What fascinates me about this whole mess is the abruptness of the Black Keys's diminished status. It's as if the culture collectively decided to leave the band behind. That abandonment is all the more interesting to me because, from my perspective, the Black Keys aren't in artistic decline. The group sounded assured at a blues-heavy SXSW set at the Mohawk and I found Ohio Players "lively, fresh and colorful," to quote the excerpt from my Pitchfork review that's cited on Wiki. Certainly, there have been points in the past where the Black Keys have seemed adrift to my ears. Their initial records for Nonesuch were awash in a hash haze and the duo seemed lost on the large Austin City Limits Festival stage in 2010. That's not the case in 2024. The band has whittled away their excesses and plays with a sense of professionalism that's reliable even when it's not exciting.
I don't think the downturn in affection for the Black Keys is tied to their artistic output as much as the group finally catching up to their inevitable destiny. Young upstart revivalists are bound to evolve into the standard bearers for the tradition they've sought to uphold. The energy level decreases, stylistic quirks smooth into sonic signatures, inspiration turns into craft. To their credit, the Black Keys do seem aware of this conundrum. Ohio Players suggests the group understood they needed to spruce up the monochromatic shuffle of the amiable Dropout Boogie yet the new blood they've enlisted are even older than the band: Beck and Noel Gallagher, '90s alt-rock veterans who also have seen a slowdown in their sales, plus Dan the Automator, yet another musician who emerged thirty years ago.
The Black Keys are younger than their collaborators but they're still getting a little long in the tooth. This year sees the twentieth anniversary of Rubber Factory, the kinetic garage-blues album that earned their ticket to the major leagues, a record that arrived smack dab in the middle of the retro-rock explosion of the early 2000s. Sure, the Black Keys were reminiscent of the White Stripes—a similarity that sparked a feud that's long since cooled—but guitar bands littered the landscape in the early days of the 21st Century. Along with Jack White, the Black Keys are one of the few survivors of that era who maintained an audience, possibly because they wound up having their commercial breakthrough arrive much later: when Brothers and El Camino became platinum hits, they had roughly a decade's worth of road under their belts. They weren't part of a scene but the last rock band standing, living proof that there still was an audience for rock rooted in blues and R&B.
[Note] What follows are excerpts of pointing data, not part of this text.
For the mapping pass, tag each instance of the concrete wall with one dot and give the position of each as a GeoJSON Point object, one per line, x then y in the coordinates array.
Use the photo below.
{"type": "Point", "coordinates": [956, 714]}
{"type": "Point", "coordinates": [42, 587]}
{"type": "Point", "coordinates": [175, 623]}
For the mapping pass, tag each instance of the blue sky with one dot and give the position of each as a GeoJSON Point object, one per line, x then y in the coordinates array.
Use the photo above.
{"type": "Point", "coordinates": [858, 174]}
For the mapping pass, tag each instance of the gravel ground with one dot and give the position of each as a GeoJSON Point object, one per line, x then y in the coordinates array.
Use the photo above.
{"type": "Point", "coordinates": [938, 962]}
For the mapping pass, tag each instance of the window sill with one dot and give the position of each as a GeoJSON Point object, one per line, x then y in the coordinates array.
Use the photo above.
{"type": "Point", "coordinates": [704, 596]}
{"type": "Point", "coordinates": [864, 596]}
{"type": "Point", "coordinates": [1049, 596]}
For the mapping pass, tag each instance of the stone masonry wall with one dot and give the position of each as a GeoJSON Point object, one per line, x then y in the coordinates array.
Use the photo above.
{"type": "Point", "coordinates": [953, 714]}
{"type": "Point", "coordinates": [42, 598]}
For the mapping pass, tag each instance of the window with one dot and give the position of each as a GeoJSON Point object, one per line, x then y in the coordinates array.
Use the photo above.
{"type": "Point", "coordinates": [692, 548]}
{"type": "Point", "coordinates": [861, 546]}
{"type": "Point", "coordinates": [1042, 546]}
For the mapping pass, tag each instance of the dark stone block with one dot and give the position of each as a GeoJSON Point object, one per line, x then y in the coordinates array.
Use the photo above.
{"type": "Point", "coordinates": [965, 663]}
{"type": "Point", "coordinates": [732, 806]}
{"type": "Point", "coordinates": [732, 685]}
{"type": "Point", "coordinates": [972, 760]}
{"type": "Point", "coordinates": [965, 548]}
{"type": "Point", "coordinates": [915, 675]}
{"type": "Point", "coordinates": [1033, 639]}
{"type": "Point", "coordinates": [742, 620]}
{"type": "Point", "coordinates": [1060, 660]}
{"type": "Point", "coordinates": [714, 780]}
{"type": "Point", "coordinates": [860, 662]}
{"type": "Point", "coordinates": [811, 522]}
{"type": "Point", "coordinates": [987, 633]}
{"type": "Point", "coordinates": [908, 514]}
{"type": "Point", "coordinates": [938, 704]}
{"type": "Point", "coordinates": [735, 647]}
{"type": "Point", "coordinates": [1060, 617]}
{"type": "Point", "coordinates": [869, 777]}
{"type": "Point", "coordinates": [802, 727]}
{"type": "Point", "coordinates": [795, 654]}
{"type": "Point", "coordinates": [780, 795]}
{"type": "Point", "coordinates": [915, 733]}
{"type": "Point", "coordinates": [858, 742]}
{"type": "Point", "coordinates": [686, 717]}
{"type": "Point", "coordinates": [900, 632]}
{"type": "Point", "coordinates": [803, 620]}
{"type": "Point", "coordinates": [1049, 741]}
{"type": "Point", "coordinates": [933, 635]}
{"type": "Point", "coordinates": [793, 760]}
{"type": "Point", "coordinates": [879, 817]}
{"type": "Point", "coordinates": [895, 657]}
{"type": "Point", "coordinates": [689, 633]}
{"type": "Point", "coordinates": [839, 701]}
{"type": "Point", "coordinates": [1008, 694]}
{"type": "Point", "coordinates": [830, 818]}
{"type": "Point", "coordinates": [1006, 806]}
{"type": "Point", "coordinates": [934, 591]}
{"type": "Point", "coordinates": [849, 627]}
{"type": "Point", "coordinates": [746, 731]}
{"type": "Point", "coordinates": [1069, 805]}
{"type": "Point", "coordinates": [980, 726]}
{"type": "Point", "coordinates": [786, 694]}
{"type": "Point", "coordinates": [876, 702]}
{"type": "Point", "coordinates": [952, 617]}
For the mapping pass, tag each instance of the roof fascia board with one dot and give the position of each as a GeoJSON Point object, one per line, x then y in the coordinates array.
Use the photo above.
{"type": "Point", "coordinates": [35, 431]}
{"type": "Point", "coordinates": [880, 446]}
That assessment may still be true in 2024 but there's an essential caveat: that audience is much smaller than it was even ten years ago. Some of that is due to the classic rock era receding into the history books, some of it is due to the Black Keys settling into middle age. They're familiar commodities that carry no sense of romance; they're merely a working band. The wear and tear they bear aren't battle scars, it's heavy mileage. At some point, the vehicle is bound to slow down.